All told, Aye has lent about Rs 1,000 crore ($137.1 million) since its inception four years ago, serving roughly 80,000 customers. All small-ticket loans, sure, but Sharma claims that 70% of Aye’s 103 branches have broken even and, on an overall basis, Aye has been profitable since the start of this year. Aye also plans to lend another Rs 500 crore ($68.5 million) this year, adds Sharma.
In comparison, Lendingkart has given out Rs 2,000 crore ($274.3 million) since 2014 and said it will achieve profitability before the year-end. Lendingkart says it will disburse Rs 2,000 crore this year alone.
“Today, the difference between the online and offline models is blurring. An only online acquisition can be termed as a purely digital activity unique to online models.
The rest of the processes related to Customer Relationship Management, operations, analytics, credit, and collections are rapidly converging between online, offline and omnichannel models driven by technology,” says Norwest’s Shah. As such, there’s an increasing consensus that offline or omnichannel NBFCs are still viable investments.
This is what investors like CapitalG are counting on. As a VC firm steeped in tech, it understands that digital does not automatically mean better for business.
“We looked at both digital and offline business since we believe that technology would play a critical role in the credit market and there will be convergence across fintech and offline businesses irrespective of where they start,” says Anand.
While digital helped fuel the pace of growth in consumer internet businesses, it isn’t the be-all and end-all in a business where the pace of growth is a grossly overrated metric. A metric that is potentially even detrimental.
Whether offline or online, there’s only one metric that truly counts in lending: non-performing assets. In its own research, CapitalG found that in the microenterprise segment, lenders which had more touchpoints during the loan process had better asset quality and lower NPAs, according to Anand.
Growth in the online business
Shah of Norwest, who is also scouting the market for fintech bets, found that the GNPAs in online businesses was higher—about 5-10% on a cohort basis. Traditionally, Gross Non-Performing Assets (GNPAs) are measured for the entire portfolio. But investors prefer looking at GNPAs on a cohort basis since GNPAs emerge with a lag. A cohort, in this case, is a set of loans that were taken at around the same time. This sort of comparison ensures that GNPAs of a certain cohort are tracked against the same set of total loans.
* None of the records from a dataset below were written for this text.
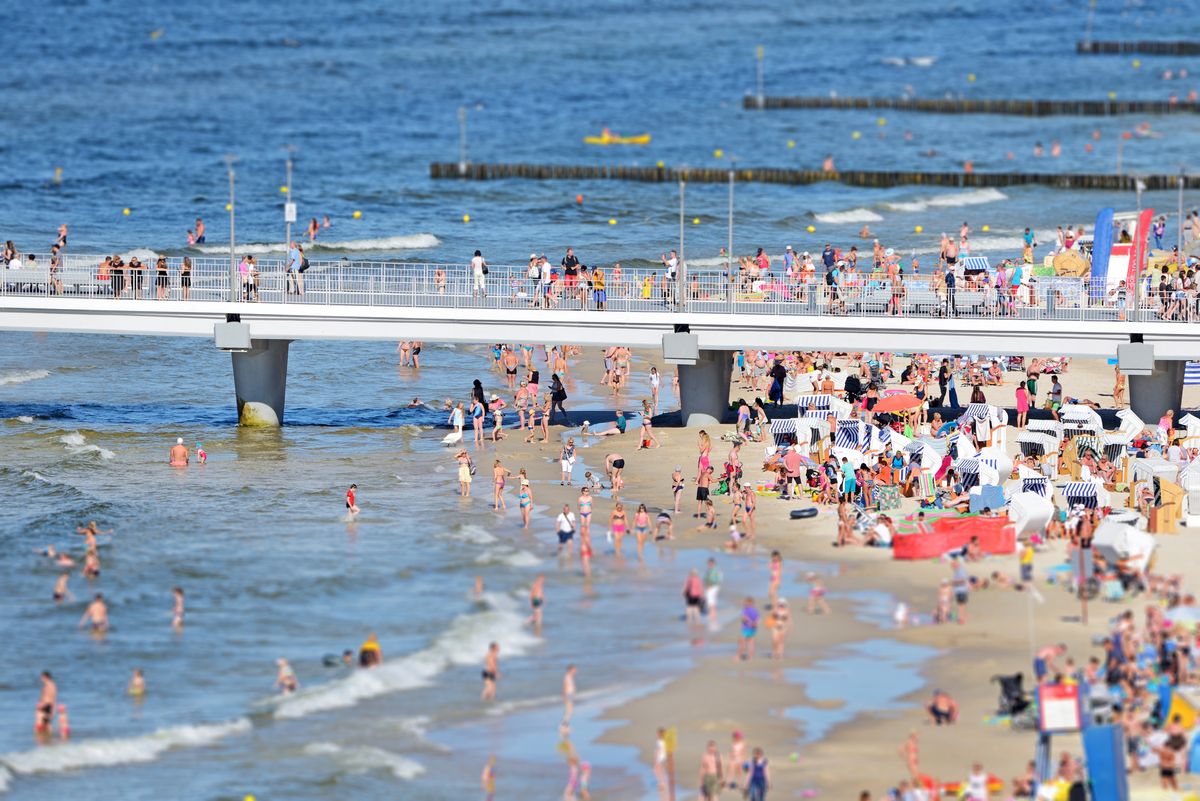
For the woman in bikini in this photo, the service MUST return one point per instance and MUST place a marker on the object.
(585, 513)
(706, 447)
(498, 475)
(641, 527)
(777, 576)
(525, 498)
(617, 524)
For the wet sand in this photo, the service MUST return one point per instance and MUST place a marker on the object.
(780, 704)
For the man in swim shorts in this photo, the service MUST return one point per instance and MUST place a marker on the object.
(179, 453)
(565, 528)
(491, 672)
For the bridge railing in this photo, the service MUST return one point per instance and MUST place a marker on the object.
(347, 282)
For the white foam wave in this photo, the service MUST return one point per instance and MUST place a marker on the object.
(23, 375)
(851, 216)
(143, 254)
(77, 444)
(949, 200)
(463, 642)
(405, 242)
(359, 759)
(473, 534)
(120, 751)
(511, 558)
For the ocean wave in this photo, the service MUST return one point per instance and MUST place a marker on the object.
(508, 556)
(851, 216)
(77, 444)
(359, 759)
(465, 642)
(951, 200)
(23, 375)
(405, 242)
(143, 254)
(119, 751)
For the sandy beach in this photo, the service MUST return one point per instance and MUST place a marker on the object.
(823, 733)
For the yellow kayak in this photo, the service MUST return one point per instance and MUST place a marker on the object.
(612, 139)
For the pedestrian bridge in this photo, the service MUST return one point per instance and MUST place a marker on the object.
(257, 313)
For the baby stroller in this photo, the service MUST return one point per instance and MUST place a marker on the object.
(1014, 702)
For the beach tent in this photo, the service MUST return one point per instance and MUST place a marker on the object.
(1152, 467)
(855, 456)
(1087, 494)
(1037, 444)
(1051, 427)
(1131, 423)
(1123, 542)
(960, 446)
(1078, 419)
(922, 455)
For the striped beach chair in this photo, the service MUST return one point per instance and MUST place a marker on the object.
(1080, 493)
(1039, 486)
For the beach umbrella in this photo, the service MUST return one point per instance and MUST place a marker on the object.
(903, 402)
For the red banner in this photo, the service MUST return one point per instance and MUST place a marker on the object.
(1140, 251)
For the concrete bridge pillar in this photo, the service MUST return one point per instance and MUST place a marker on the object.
(259, 381)
(1150, 396)
(705, 389)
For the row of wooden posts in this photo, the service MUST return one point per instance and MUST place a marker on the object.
(874, 179)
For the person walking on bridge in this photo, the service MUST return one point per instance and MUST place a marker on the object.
(479, 270)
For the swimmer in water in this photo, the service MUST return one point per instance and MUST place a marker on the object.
(60, 589)
(487, 781)
(179, 457)
(46, 704)
(64, 723)
(96, 614)
(537, 601)
(177, 620)
(491, 672)
(286, 678)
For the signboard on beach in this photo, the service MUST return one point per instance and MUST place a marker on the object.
(1059, 709)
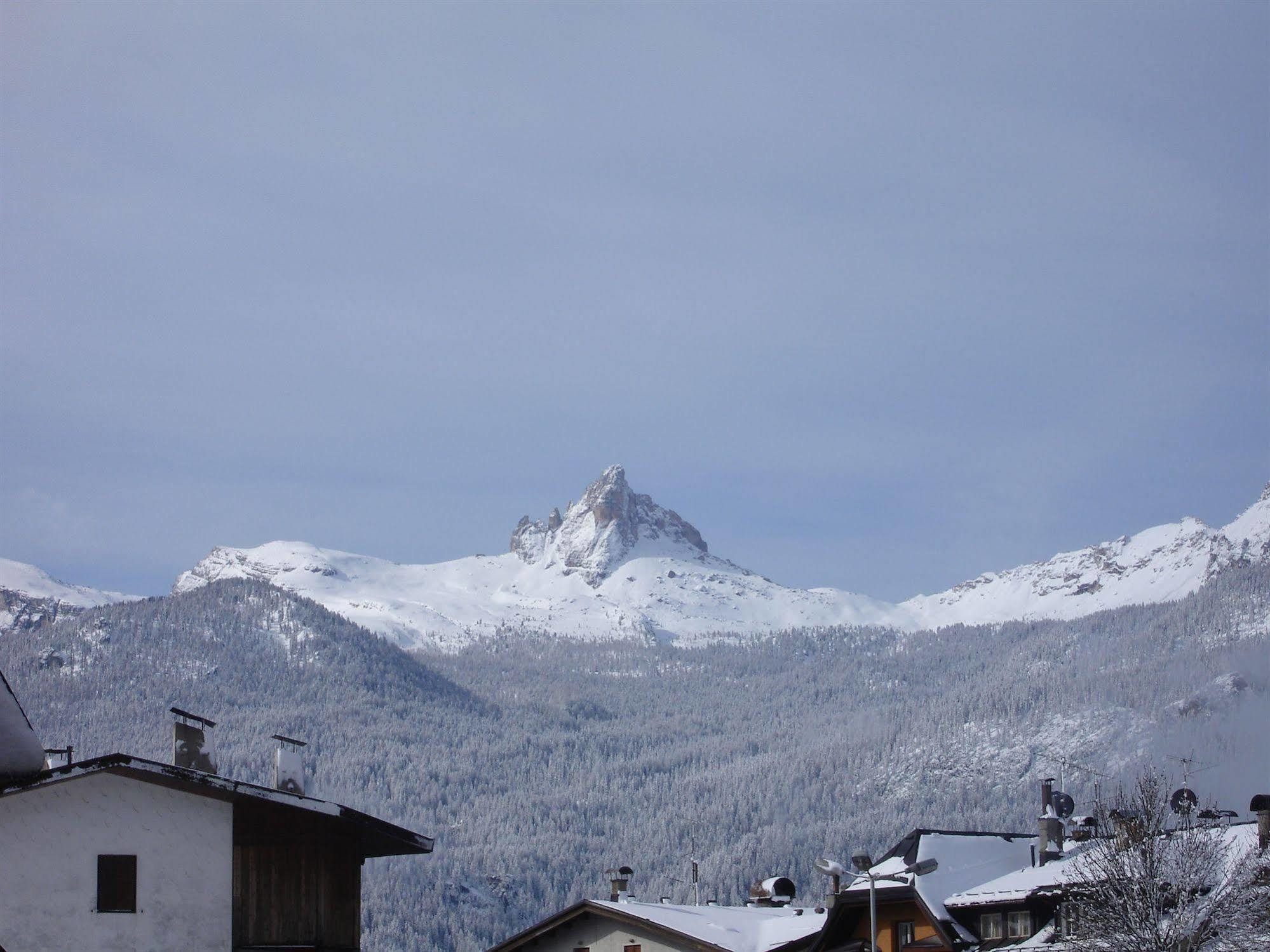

According to Shah, offline businesses fared markedly better than their online rivals, with GNPAs of 1-4% on a cohort basis, going up to 4-7% for unsecured loans. He added that this did not account for outliers in both business models, of which there are several.
It is also a myth that purely online models are cheaper than offline models. For instance, as a digital business, Lendingkart’s expenses—which include salaries, marketing, and tech costs—should ideally be lower than that of Aye’s. However, for every Rs 100 ($1.37) earned, Aye spent Rs 136 ($1.73), while Lendingkart spent Rs 150 ($2.06), according to their respective FY 2017 financials.
Role of the Third-Party Sources
This is why many online lenders that started off as purely online businesses—companies like Lendingkart and Capital Float—now employ field staff and contract third-party sources to acquire customers. For instance, 40% of all Lendingkart’s loans are sourced through third-party agents, according to a credit rating report by rating agency India Ratings and Research. But customers sourced through these agents don’t always end up being sticky.
“Having your own channels to source loans is important as sourcing through intermediaries typically results in lower repeats and poorer asset quality,” explains CapitalG’s Anand.
All this has led to a wider belief that slapping tech onto a finance first business is easier than the other way around. CapitalG is working with Aye to help them build their analytics capability. “We are leveraging Google advisors with expertise in analytics and machine learning to help build out their real-time dashboards using their underwriting and collection models,” explains Anand.
Sharma added that the use of artificial intelligence and machine learning would help reduce delinquencies and also help them identify the quantum of NPAs well in advance. In addition, machine learning can also help them simplify their onboarding processes.
In all of this, the metric of scale is falling by the wayside. But can it really be ignored?